Des difficultés "spécifiques" à la France
Et dans l'Hexagone, les acteurs du quick commerce doivent faire face à une difficulté supplémentaire. La semaine dernière, au moment de réclamer son placement en redressement judiciaire, Getir évoquait des raisons "spécifiques à la France". Une explication que Rodolphe Bonnasse veut croire. "Il y a une densité de magasins et de services alimentaires qui est très forte. La France est très équipée en terme de commerce alimentaire de proximité. Et à cela s'ajoute les jours de marchés.", souligne-t-il. En clair, difficile pour ces plateformes de se démarquer véritablement.

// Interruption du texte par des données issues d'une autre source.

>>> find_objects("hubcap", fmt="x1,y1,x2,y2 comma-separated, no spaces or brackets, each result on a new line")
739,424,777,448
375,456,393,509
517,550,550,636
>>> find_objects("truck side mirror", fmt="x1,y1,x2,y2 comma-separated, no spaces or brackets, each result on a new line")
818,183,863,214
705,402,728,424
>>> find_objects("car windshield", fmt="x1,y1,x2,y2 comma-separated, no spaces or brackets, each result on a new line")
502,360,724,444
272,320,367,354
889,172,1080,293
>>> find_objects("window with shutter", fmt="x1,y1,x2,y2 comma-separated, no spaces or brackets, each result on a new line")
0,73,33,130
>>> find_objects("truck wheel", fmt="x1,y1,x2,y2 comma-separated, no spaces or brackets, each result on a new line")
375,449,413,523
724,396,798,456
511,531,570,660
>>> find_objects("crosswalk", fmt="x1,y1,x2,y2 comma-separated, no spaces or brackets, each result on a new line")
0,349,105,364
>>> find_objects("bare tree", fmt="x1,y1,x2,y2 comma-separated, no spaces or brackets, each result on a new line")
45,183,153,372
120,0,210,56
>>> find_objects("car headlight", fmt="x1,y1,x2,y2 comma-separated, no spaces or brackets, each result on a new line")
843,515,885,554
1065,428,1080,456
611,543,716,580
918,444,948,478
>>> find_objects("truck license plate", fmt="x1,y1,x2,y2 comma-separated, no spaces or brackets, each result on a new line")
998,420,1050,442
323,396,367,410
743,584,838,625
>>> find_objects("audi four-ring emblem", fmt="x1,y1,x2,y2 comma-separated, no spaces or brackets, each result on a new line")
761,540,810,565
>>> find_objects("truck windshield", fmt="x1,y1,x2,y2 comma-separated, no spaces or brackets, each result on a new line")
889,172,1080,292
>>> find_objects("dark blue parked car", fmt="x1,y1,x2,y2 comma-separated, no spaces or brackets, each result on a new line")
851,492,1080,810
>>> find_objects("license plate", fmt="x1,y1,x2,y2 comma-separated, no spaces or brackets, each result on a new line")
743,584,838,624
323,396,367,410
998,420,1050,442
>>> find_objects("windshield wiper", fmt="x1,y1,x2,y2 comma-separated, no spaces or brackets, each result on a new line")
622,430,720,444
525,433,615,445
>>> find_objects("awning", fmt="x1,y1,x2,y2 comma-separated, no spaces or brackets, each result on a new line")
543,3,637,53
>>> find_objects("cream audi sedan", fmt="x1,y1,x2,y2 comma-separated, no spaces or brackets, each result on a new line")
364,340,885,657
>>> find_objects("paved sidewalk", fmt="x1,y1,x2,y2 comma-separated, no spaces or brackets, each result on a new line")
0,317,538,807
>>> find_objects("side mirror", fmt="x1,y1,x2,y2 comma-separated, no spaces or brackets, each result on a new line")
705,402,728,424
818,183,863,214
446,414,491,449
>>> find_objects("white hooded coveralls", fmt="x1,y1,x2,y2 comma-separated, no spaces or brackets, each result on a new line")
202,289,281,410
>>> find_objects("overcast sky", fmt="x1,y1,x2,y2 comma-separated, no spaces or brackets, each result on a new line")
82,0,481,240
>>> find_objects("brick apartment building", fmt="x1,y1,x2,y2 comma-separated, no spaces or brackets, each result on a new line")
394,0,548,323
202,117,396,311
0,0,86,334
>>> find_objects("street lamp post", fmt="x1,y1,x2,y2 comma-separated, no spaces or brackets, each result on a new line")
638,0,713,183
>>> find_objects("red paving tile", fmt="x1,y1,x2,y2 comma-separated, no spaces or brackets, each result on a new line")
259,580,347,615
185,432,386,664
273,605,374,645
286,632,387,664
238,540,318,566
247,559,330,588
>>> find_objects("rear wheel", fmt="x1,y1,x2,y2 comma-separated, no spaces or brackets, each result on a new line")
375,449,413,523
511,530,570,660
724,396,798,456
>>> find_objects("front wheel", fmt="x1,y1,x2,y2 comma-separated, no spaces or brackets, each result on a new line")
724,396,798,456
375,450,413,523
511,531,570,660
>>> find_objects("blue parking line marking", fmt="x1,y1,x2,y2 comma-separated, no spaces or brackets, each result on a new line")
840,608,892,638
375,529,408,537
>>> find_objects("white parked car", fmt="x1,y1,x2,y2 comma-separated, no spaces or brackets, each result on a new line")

Certaines municipalités prennent néanmoins les devants et planchent sur des dispositifs destinés à encadrer ce quick commerce qui, en dépit des difficultés, conserve une certaine présence dans les centres urbains. Notamment à Paris où l'installation des dark stores et la pollution générée par ce type d'activité font l'objet d'une mission d'information co-rapportée par la députée MoDem Maud Gatel. Mais selon Rodolphe Bonnasse, ces entreprises doivent davantage craindre leur propre modèle plutôt que d'éventuelles mesures restrictives. "Souvent, l'innovation va plus vite que le cadre légal. Des municipalités commencent à légiférer et à se poser des questions mais de toute façon, le modèle est en train de mourir de lui-même".